Twice he pulled over to consult the map. His phone didn’t work here – he couldn’t even get the time, let alone directions. The car’s clock read 14:21. He saw no other roads, only deeply-rutted tracks protected by stiles, some metal, most of weathered wood. He tried counting stone walls to determine which marked the fields Harry had said belonged to Golovenna Farm, and stopped a third time before deciding the map was all but useless. He drove another hundred feet until he found a swathe of gravel between two tumble-down stone walls, a rusted gate sagging between them. Beyond it stretched an overgrown field bisected by a stone-strewn path.
He was less than a mile from Zennor. He folded the map and jammed it into his windbreaker pocket along with the apple, and stepped out of the car.
The dark height before him would be Zennor Hill. Golovenna Farm was somewhere between there and where he stood. He turned slowly, scanning everything around him to fix it in his memory: the winding road, intermittently visible between walls and hedgerows; the ridge of cliffs falling down to the sea, bookended by the dark bulk of Gurnards Head in the southwest and Zennor Head to the northeast. On the horizon were scattered outcroppings that might have been tors or ruins or even buildings. He locked the car, checked that he had his phone, climbed over the metal gate and began to walk.

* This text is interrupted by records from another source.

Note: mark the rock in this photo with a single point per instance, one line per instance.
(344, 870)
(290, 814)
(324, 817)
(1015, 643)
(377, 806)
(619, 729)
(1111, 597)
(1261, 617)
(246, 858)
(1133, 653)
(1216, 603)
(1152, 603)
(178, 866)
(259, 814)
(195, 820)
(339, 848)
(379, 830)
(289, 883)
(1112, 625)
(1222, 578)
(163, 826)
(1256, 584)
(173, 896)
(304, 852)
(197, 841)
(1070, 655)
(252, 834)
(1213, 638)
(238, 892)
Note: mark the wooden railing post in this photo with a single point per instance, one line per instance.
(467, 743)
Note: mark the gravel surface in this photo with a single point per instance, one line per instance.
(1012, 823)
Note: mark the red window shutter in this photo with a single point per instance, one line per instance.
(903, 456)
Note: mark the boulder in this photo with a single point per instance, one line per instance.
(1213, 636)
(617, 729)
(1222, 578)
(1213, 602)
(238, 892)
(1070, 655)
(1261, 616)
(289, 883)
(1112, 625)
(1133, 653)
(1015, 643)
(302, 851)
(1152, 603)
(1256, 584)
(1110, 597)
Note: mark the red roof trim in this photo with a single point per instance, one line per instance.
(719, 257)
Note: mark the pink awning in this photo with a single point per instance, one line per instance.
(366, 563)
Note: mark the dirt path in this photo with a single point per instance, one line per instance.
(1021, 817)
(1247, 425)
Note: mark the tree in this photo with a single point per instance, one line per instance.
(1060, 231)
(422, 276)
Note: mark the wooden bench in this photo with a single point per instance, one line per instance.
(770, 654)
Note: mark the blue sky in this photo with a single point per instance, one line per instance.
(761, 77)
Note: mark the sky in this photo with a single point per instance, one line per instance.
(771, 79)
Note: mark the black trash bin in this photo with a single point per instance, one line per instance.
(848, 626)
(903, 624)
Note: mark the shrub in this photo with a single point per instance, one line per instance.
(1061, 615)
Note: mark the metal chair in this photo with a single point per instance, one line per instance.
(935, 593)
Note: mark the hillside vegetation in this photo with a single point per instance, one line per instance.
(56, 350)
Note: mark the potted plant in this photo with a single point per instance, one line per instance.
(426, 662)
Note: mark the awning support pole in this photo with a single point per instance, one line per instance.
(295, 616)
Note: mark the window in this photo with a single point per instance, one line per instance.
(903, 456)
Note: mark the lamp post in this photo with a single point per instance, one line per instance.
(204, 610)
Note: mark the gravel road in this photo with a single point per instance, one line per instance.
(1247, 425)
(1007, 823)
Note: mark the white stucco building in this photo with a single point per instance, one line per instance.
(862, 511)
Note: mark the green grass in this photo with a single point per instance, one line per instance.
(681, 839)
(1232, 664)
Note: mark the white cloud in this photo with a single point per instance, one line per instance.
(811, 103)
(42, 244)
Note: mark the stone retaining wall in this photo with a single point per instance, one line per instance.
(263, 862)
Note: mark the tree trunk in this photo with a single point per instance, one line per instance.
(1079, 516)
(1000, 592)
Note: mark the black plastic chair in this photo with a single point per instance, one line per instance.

The afternoon sun beat down fiercely. He wished he’d brought a hat, or sunglasses. He crossed the first field in a few minutes, and was relieved to find a break in the next wall, an opening formed by a pair of tall, broad stones. The path narrowed here but was still clearly discernible where it bore straight in front of him, an arrow of new green grass flashing through ankle-high turf overgrown with daisies and fronds of young bracken.